Uncomfortable silence ensued.  He sighed and looked over at his friend who had wandered in, seeming to take an interest in our transaction.

“What about him?” I asked, trying to attempt humor.  “Can he clean fish?” to which I was treated to an obviously indignant reply, even though I couldn’t quite understand him.

“I guess that is a no,” I laugh and cringe at the same time, but the fish man looks back at me blankly.  “I’m sorry, I was just asking — he could’ve just said no; he doesn’t have to get angry about it!”

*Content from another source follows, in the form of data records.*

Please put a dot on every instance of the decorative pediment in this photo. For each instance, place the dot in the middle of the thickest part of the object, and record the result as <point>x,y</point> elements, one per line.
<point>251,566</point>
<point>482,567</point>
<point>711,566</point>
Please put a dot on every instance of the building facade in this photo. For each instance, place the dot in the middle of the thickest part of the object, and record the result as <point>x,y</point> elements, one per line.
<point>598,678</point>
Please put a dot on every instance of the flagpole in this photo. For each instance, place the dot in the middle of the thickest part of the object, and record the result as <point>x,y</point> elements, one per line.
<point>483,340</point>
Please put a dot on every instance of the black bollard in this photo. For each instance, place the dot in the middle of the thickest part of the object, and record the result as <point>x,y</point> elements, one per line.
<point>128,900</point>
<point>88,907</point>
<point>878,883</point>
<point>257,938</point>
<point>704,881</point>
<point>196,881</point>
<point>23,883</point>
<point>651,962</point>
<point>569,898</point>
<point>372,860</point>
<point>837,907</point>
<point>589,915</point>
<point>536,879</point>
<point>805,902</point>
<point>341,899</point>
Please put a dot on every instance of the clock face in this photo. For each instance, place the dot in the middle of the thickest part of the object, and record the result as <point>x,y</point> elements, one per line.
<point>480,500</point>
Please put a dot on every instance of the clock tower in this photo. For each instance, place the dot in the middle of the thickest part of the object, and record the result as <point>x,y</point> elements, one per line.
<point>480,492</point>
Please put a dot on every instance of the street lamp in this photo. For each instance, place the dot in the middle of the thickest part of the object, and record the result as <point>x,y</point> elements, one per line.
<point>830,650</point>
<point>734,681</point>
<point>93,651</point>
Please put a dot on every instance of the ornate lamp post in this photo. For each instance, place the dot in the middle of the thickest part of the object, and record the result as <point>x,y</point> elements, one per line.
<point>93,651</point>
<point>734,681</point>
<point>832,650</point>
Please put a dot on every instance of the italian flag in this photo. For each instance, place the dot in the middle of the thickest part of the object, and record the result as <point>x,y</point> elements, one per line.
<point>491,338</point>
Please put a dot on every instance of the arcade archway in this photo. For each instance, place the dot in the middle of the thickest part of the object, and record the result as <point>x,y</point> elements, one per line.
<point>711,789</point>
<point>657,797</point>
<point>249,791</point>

And this, to my surprise, resulted in a round of hearty laughter and a smattering of Tongan words.  I took out my money and dejectedly offered the 35 pa’anga for the fish, resolved to two laborious hours of inept fish cleaning and a kitchen decorated with fish scales, when the man held up a hand, still chuckling, and told me to wait. He shoved a 5 pa’anga note into his friend’s hand.

Throwing a sly grin my way, his friend trotted out of the stall, got into his red, Dukes-of-Hazard-inspired car that appeared to have a loose wheel, and rumbled off.  I looked from the car back to the man.

“Wait,” he repeated.

An older gentleman joined us at the stall; he wandered behind the counter to stand beside the fish man, and they chatted for a few minutes while I stood there.  A few minutes later, a rumble announced the return of our friend, who was now jumping out of the car with a large knife.

“Is that it?” I exclaimed in astonishment.  “You didn’t have a knife?”

“io,” said the fish man, grinning as he took it from his friend, and then he plopped the fish on the ledge of the empty ice bin and proceeded to filet it right there in the middle of the stall, guts and fish juice going everywhere, but I have to say he did it all with more aplomb and expertise than I’ve ever witnessed before in my life, and within a matter of seconds, I had two flawlessly fileted sides of snapper.  Well, I was shocked, not to mention the fact that I had only wanted him to gut and scale it!  His friend and the older gentlemen seemed almost as impressed as I was, each watching the action as if engrossed in an award-winning documentary.

“Can … can you scale it?” I asked nervously.

“You should have asked for him to do that before he cut it,” frowned the older man.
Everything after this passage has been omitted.